Kendini İstanbullu olarak
tanımlayan üçte birlik grup ile, kendini İstanbullu hisseden yüzde 44'lük
grubun kente entegrasyonu hemen hemen tamamladığı söylenebilir. Ancak, bu oran
yeterli değildir. Bununla birlikte, yüzde 45'lik kendimi henüz İstanbullu
hissetmiyorum diyen grubun bu yönde olumlu gelişme kaydedilebilmesi
muhtemeldir. Kendini İstanbullu hissetmek istemeyen yüzde 11'lik kesimin ise
içine kapalı uyum sağlamak istemeyen bir tavır sergilediği görülmektedir.

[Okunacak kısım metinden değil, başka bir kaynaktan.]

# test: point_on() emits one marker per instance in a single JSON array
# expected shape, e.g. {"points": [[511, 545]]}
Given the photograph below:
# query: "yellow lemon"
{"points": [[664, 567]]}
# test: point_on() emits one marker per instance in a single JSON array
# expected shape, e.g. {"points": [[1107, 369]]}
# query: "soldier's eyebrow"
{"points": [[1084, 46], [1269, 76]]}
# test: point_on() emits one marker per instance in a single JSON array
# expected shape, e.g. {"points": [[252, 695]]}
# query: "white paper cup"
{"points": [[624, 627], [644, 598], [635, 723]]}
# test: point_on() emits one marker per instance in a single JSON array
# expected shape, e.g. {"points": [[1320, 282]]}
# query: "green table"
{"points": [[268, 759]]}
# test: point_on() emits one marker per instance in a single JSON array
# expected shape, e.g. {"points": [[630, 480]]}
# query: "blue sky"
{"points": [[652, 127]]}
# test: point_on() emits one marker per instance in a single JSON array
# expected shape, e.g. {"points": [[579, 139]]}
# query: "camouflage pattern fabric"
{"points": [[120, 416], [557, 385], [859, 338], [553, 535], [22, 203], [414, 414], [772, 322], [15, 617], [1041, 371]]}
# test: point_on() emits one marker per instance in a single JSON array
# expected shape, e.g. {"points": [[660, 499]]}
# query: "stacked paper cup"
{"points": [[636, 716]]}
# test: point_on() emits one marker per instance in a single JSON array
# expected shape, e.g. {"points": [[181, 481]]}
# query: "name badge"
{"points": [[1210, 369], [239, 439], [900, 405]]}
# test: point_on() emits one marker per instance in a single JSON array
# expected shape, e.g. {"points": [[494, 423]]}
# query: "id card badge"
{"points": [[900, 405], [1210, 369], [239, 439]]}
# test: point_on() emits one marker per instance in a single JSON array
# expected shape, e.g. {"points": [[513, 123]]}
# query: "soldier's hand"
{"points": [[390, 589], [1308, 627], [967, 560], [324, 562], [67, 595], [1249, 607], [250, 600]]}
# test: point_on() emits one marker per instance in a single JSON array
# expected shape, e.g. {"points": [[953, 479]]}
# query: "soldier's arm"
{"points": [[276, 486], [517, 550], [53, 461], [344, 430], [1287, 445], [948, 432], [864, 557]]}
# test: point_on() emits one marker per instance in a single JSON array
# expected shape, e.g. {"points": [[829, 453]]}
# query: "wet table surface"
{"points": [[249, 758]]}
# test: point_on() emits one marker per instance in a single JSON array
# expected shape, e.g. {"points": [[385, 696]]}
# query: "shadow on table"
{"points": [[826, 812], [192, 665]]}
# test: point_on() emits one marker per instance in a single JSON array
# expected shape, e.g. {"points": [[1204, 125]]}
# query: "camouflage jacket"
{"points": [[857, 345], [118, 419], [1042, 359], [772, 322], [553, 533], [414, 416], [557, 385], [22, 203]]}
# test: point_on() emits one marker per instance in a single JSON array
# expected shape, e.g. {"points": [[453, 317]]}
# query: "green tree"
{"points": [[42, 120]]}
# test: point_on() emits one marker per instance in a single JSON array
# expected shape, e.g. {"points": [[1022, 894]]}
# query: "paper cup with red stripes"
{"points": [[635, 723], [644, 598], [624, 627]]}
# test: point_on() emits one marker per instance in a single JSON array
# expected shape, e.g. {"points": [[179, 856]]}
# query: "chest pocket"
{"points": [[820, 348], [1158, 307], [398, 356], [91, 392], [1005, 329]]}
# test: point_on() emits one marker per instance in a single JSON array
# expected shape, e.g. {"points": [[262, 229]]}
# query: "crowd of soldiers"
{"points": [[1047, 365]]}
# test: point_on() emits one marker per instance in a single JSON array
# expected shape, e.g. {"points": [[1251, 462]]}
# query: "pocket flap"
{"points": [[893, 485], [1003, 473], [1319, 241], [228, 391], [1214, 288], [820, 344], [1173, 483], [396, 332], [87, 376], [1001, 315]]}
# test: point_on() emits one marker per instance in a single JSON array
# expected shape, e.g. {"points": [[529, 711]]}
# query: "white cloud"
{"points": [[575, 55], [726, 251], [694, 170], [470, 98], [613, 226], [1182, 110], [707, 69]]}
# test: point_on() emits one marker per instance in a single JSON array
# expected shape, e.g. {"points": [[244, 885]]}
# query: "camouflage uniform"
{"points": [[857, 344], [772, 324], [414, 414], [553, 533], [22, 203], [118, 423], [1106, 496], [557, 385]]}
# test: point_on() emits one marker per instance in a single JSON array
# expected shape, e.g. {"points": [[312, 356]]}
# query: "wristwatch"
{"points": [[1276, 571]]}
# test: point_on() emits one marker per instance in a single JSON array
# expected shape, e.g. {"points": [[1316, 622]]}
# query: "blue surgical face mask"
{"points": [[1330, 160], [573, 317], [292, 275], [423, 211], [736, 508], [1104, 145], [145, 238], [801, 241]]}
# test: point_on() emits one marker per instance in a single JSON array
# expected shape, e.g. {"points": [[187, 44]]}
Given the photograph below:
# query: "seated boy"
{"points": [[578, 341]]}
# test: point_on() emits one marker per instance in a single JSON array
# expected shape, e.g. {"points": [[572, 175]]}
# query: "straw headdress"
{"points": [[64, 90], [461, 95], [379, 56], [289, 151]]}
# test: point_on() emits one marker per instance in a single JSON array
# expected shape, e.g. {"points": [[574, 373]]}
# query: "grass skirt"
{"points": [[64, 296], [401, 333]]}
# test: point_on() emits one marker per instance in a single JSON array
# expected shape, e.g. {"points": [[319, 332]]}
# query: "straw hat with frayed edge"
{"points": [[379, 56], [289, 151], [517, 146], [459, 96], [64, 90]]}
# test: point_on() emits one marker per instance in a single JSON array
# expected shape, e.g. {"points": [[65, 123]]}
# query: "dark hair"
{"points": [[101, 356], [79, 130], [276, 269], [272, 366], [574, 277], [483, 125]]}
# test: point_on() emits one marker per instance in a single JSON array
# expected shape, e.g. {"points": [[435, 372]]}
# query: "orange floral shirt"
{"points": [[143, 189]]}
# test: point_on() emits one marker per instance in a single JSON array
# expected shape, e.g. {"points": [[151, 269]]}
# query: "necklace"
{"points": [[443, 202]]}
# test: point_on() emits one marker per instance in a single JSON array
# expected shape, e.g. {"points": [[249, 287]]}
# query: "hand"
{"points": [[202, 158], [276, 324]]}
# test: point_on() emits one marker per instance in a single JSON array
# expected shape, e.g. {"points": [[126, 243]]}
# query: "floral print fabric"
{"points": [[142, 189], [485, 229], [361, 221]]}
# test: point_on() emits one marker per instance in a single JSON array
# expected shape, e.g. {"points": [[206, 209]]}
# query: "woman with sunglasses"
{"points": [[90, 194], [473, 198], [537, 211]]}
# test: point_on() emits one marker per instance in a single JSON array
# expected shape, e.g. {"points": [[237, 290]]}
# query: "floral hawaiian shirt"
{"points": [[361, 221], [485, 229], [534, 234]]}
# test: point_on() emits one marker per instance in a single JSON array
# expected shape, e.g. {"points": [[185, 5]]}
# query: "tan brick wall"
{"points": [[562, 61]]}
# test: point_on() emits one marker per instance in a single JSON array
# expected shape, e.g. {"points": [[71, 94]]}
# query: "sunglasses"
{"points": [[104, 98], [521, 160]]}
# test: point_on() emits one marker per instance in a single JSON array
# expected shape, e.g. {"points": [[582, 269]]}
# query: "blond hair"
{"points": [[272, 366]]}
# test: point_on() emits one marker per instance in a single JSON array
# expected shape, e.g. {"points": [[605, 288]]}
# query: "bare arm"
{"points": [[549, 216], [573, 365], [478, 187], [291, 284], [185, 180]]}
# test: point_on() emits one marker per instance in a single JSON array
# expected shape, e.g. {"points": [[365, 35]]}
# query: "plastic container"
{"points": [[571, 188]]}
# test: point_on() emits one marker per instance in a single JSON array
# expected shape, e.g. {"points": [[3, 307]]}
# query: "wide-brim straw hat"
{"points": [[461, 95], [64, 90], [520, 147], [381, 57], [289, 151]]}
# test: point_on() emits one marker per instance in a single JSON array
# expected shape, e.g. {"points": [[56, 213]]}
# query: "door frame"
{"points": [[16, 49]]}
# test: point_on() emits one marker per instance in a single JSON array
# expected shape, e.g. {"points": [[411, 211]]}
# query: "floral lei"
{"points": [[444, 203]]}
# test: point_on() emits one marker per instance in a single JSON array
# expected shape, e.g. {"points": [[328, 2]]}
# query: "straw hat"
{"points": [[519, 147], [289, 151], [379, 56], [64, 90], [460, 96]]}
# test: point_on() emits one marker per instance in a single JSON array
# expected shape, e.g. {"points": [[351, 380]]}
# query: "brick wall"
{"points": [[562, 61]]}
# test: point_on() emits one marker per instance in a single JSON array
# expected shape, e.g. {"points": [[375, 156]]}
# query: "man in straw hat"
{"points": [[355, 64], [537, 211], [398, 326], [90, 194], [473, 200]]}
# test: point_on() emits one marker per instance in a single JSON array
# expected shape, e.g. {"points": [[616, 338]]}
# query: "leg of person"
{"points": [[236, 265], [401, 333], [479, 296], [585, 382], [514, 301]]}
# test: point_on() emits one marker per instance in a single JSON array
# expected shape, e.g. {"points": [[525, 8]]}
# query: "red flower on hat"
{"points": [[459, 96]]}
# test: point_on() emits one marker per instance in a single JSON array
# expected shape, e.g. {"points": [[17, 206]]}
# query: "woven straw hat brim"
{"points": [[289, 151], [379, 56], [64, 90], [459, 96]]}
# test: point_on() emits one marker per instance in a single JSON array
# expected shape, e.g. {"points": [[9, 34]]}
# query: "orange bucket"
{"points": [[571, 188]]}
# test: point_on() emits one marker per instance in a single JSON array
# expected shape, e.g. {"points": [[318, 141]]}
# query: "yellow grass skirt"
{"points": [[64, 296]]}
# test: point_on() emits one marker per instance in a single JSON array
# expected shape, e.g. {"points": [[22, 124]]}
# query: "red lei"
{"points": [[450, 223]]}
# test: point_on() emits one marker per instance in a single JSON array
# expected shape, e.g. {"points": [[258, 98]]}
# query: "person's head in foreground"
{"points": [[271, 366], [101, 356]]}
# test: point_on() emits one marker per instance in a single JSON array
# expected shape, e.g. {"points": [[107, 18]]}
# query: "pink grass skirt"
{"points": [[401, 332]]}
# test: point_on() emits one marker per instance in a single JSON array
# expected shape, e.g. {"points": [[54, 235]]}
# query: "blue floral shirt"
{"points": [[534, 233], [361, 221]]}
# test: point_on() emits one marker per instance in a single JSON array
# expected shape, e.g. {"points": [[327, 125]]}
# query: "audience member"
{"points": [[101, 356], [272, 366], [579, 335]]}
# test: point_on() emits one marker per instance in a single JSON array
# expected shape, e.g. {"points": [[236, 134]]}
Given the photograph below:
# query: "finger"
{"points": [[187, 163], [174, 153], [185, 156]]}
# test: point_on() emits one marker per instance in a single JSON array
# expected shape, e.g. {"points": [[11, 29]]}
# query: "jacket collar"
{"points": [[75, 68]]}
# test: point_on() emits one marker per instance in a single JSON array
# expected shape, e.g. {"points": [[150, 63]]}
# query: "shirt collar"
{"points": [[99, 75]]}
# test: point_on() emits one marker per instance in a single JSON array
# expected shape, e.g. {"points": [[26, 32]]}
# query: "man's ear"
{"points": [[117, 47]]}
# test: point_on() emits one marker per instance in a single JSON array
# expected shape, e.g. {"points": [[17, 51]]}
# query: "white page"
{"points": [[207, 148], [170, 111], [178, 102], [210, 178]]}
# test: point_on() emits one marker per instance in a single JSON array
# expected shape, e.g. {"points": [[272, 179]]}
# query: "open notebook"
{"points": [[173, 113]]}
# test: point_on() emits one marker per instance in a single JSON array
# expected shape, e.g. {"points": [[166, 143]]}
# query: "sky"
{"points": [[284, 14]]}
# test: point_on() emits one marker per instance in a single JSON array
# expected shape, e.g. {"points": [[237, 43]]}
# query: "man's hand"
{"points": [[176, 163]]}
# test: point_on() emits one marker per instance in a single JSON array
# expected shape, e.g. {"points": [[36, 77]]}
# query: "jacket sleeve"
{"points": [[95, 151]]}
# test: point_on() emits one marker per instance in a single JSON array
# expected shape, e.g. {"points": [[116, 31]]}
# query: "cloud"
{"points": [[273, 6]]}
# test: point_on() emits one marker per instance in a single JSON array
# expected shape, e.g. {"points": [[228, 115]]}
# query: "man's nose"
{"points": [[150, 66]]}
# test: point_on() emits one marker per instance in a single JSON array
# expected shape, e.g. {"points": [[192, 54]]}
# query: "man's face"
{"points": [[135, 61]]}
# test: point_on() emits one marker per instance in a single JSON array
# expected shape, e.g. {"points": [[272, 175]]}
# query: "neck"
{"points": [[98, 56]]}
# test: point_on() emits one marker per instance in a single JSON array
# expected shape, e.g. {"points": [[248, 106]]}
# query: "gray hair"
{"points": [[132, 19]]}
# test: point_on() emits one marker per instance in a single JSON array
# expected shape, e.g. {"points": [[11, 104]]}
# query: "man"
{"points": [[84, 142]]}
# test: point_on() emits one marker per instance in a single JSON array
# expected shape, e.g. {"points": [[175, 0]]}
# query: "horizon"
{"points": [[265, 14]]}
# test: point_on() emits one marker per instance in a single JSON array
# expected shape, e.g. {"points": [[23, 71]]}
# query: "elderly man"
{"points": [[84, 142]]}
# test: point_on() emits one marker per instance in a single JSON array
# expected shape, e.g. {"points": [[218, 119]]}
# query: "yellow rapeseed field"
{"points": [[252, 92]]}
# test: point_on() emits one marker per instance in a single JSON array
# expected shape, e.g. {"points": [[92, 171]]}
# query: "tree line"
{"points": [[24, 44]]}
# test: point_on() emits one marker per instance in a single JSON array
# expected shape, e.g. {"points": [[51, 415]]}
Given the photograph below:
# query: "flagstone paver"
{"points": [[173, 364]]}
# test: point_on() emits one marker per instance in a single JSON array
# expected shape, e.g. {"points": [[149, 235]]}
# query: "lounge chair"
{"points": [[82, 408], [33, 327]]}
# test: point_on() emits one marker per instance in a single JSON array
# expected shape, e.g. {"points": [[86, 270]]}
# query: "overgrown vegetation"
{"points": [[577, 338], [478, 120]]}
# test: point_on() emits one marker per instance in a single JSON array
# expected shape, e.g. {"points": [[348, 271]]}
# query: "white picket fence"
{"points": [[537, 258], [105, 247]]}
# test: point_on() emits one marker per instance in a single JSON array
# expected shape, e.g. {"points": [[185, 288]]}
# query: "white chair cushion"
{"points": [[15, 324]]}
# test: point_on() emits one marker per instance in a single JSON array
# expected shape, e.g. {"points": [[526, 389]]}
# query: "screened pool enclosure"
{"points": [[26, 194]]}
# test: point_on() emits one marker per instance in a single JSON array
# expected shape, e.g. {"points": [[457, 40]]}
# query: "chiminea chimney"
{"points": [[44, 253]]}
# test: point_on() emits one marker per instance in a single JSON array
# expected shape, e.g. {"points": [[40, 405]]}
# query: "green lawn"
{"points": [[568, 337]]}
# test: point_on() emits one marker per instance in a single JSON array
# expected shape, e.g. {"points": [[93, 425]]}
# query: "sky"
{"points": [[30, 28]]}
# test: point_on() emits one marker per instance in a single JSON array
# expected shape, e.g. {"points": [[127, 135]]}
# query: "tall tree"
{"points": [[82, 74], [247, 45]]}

Ayrıca, çocuklarının kendisini İstanbullu olarak tanımlamasını isteyen yüzde
24'lük kesim kente uyum süreci açısından olumlu bir gösterge olsa da yeterli değildir.
Bunun yanı sıra, genellikle ekonomik sebeplerle İstanbul'a göç eden deneklerin,
İstanbul'dan ekonomik kazanç dışında fazla bir beklentilerinin olmadığı ve
İstanbul'da aradıklarını bulamadıkları görülmektedir. Deneklerin çoğunluğunda,
İstanbul sıkıntıları ve olumsuzlukları ile hatırlanmakta, denekler ekonomik
kaygıları nedeniyle İstanbul'un güzelliklerini görememekte ve çoğunluğunun
İstanbul hakkında geleceğe ilişkin bir önerileri, beklentileri bulunmamaktadır.
Nitekim, deneklerin yüzde 52'lik kısmı İstanbul'u zorunlu olarak yaşanılan bir
şehir olarak görmektedir. İstanbul'u vazgeçilemeyen bir şehir olarak
tanımlayan, uyum sağlayan denekler ise yüzde 48 oranında olup, uyum
sağlamayanların az farkla da olsa altında yer almaktadır. Bu noktada, deneklerin
yüzde 26'sı kendisini İstanbul'da kiracı, yüzde 17.3'ü misafir, yüzde 7.7'si
ise yabancı olarak görmektedir.
Adalar'a, Boğaz'a, İstanbul'un
tarihi ve turistik yerlerine hiç gitmeyen denekler ile hafta sonlarını
genellikle evde geçiren denekler de İstanbullu olma bilincinin yeterince
yerleşmediğinin açık göstergeleridir. Burada denekler ekonomik faktörleri ve
fırsat bulamamayı gerekçe olarak göstermektedir. Ancak, ekonomik faktör bir
ölçüde etkili olsa da, en önemli unsur İstanbul'a aidiyet hissetmemektir.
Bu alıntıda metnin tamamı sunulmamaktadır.